A fuga do sandbox. A OGNL restringe o que uma expressão pode tocar, por um objeto interno chamado _memberAccess. Por padrão ele recusa chamadas estáticas, que é o que impede uma expressão de alcançar toda a biblioteca de classes Java. A fuga consiste em alcançar esse objeto e desligar a restrição:
#_memberAccess["allowStaticMethodAccess"]=true
A primitiva de execução. Uma vez permitido o acesso estático, o objeto Runtime da JVM está a uma chamada de distância, e exec inicia um processo do sistema:
@java.lang.Runtime@getRuntime().exec("id")
O que cada combinação diz
As duas presentes. Tentativa real de exploração, montada por quem entendeu o mecanismo. Apure se a requisição foi bloqueada, se o runtime está corrigido e o que a aplicação fez com ela. Trate o horário como a parte interessante da linha, não a carga.
Execução sem fuga. Comum, e bem menos alarmante. Em qualquer runtime corrigido a chamada estática é recusada, então a carga não sai da avaliação de expressão para a criação de processo. Normalmente significa que um scanner percorre uma lista, não que alguém olhou especificamente para a sua aplicação.
Fuga sem execução. Muitas vezes a primeira etapa de uma tentativa em duas partes, ou uma sondagem verificando se a manipulação é possível antes de enviar algo caro.

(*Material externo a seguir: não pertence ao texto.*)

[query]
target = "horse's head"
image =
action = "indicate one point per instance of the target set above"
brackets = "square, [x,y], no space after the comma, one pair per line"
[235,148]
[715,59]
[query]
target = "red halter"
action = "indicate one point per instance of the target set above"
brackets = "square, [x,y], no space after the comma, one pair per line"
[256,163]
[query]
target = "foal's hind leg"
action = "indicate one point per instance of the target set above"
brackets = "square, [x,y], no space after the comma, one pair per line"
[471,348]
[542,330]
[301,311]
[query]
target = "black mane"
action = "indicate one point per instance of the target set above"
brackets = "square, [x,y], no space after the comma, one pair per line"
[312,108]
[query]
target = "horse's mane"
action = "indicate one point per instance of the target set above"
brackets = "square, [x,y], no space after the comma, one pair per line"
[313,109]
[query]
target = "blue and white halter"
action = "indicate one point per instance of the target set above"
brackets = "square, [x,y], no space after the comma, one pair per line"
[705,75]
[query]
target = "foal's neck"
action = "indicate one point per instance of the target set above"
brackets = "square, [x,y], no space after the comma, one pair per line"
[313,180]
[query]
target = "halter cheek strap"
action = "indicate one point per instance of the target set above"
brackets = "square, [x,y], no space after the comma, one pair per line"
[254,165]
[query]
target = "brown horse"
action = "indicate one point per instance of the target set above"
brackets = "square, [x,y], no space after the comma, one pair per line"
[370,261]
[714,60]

Nenhuma das duas, mas com sintaxe de expressão. Algo como %{1+1}. É uma sondagem com uma única pergunta: esta entrada é avaliada? Se a resposta for não, nada do resto da lista funciona, o que torna esta a requisição mais barata e mais informativa que o atacante pode enviar. É também a que mais se descarta como ruído.
O erro a evitar
Uma leitura limpa de uma carga codificada fala da codificação, não do ataque. Cargas OGNL são rotineiramente codificadas em URL, duplamente codificadas ou divididas entre parâmetros que a aplicação concatena depois. Se você colar %25%7B num decodificador e ele não achar nada, essa é a resposta certa para a pergunta errada. Decodifique primeiro, leia depois.

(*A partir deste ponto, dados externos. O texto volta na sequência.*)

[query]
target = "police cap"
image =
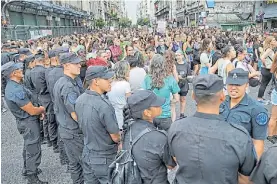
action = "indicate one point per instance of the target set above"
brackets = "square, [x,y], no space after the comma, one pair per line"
[9,67]
[141,100]
[24,51]
[207,84]
[102,72]
[237,77]
[69,58]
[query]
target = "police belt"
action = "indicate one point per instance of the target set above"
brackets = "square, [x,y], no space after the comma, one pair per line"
[71,131]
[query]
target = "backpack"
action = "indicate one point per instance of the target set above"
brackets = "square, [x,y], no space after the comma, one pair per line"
[124,169]
[253,82]
[140,58]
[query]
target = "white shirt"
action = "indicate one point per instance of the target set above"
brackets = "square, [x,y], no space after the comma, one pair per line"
[117,97]
[136,78]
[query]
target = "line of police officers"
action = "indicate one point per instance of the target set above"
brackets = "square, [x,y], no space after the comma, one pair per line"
[206,147]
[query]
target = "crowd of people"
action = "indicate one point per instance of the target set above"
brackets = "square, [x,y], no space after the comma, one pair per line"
[99,97]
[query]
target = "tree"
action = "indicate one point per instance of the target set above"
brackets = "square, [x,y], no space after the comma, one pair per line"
[125,22]
[143,22]
[100,23]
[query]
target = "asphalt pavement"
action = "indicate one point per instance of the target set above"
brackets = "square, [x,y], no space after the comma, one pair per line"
[52,171]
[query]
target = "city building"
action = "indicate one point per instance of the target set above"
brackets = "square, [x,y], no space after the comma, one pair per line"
[165,10]
[145,9]
[268,12]
[59,17]
[216,13]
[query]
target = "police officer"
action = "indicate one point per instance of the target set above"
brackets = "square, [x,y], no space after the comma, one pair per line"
[266,170]
[240,108]
[39,82]
[23,54]
[206,148]
[18,99]
[66,91]
[52,77]
[29,64]
[151,150]
[97,120]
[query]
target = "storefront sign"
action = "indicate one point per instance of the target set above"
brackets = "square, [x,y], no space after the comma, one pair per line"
[35,34]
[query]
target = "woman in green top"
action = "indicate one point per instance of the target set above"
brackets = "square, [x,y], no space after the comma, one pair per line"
[162,85]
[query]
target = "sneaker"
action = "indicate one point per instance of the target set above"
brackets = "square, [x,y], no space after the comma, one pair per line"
[271,139]
[4,110]
[182,116]
[24,172]
[264,102]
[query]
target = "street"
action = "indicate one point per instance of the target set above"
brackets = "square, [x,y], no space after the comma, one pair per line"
[52,171]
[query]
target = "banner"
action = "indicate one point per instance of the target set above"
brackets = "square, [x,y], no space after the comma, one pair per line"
[161,28]
[35,34]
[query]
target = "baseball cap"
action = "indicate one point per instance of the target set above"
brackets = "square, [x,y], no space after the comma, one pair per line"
[237,77]
[9,67]
[207,84]
[141,100]
[102,72]
[69,58]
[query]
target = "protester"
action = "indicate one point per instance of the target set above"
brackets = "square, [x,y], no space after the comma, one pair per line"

E uma carga prova o que foi tentado, nunca o que estava presente. Não diz a versão do framework, a configuração, nem se a requisição chegou à aplicação. Isso está no evento do e no log da aplicação - a carga é apenas a pergunta que alguém fez.

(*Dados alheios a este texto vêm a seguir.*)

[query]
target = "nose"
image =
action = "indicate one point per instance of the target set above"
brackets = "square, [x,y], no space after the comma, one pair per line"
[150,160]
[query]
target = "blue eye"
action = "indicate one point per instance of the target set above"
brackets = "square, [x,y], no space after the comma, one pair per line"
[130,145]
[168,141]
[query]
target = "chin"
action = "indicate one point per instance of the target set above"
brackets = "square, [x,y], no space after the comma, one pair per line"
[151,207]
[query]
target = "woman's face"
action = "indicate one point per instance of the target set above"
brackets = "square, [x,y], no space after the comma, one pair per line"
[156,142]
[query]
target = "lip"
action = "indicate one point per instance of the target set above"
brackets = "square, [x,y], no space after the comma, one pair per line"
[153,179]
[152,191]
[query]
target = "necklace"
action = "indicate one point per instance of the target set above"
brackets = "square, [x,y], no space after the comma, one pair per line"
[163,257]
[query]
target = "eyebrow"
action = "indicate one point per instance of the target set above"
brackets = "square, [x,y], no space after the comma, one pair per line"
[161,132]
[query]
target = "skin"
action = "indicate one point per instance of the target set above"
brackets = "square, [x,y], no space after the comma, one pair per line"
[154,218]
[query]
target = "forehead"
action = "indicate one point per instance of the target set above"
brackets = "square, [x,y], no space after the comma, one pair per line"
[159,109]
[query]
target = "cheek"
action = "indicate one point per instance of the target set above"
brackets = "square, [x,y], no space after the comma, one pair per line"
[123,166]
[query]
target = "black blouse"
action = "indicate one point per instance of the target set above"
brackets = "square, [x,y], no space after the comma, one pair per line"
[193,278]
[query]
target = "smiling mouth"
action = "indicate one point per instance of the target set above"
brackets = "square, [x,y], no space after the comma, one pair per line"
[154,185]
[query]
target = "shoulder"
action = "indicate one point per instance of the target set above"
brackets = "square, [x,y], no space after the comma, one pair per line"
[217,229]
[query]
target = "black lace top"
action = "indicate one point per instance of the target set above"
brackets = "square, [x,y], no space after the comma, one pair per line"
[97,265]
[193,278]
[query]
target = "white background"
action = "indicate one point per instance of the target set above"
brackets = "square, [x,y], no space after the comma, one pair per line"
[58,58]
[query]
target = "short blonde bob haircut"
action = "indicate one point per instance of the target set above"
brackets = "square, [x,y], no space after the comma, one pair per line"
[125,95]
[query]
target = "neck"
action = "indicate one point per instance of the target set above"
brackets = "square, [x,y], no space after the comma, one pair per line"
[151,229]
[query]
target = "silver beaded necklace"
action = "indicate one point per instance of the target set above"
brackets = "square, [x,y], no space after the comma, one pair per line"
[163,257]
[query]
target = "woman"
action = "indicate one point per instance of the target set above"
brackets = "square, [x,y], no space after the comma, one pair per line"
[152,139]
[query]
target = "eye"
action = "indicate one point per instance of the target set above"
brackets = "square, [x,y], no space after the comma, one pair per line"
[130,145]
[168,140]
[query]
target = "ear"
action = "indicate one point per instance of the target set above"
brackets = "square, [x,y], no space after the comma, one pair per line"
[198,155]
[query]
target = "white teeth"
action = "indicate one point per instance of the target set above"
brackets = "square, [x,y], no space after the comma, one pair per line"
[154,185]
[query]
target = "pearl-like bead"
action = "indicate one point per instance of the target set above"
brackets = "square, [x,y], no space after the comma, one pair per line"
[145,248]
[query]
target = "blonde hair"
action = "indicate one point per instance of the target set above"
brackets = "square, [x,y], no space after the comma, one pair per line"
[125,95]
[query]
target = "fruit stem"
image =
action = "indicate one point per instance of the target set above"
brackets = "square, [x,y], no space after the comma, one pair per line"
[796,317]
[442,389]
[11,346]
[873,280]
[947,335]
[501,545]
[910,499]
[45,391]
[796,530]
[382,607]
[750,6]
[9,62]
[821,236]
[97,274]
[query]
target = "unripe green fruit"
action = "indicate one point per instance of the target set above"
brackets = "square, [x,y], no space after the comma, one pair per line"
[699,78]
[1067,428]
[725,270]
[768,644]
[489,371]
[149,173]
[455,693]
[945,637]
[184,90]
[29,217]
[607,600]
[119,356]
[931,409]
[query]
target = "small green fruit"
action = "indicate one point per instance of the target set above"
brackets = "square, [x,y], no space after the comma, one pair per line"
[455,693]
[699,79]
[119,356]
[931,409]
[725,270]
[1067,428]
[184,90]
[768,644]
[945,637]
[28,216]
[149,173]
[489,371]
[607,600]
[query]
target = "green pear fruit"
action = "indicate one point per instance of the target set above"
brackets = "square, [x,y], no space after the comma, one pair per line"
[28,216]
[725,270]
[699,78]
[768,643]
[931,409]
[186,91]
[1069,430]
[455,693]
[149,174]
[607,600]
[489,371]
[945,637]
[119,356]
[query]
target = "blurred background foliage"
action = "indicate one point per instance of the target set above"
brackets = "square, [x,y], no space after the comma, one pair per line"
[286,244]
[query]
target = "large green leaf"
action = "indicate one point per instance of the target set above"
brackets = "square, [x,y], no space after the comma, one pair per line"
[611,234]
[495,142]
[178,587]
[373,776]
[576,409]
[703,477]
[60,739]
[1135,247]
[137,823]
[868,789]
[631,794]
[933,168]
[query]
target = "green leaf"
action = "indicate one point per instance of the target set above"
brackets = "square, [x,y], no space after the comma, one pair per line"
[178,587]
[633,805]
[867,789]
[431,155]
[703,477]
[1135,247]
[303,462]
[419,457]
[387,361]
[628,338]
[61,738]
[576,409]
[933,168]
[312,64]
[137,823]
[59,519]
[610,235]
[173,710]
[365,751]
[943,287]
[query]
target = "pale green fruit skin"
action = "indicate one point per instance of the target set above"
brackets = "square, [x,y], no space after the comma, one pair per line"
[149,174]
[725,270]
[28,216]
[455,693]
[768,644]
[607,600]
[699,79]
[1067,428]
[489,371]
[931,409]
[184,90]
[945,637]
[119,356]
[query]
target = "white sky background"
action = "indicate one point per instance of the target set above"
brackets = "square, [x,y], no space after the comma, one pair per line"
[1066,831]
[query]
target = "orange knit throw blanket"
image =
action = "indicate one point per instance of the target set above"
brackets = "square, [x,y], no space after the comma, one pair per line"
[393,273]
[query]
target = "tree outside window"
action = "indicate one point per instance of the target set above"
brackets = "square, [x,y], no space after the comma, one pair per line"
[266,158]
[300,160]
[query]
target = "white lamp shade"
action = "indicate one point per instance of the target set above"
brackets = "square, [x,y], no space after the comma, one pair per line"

A outra metade desta história
A mesma linguagem é recurso de configuração suportado em outros produtos, onde administradores escrevem expressões de propósito. O PingFederate é o exemplo mais claro: expressões são úteis o bastante para manter, e perigosas o bastante para que escrevê-las seja um papel administrativo separado de configurar o restante. É a mesma propriedade deste artigo, vista do lado em que alguém pensou nela com antecedência.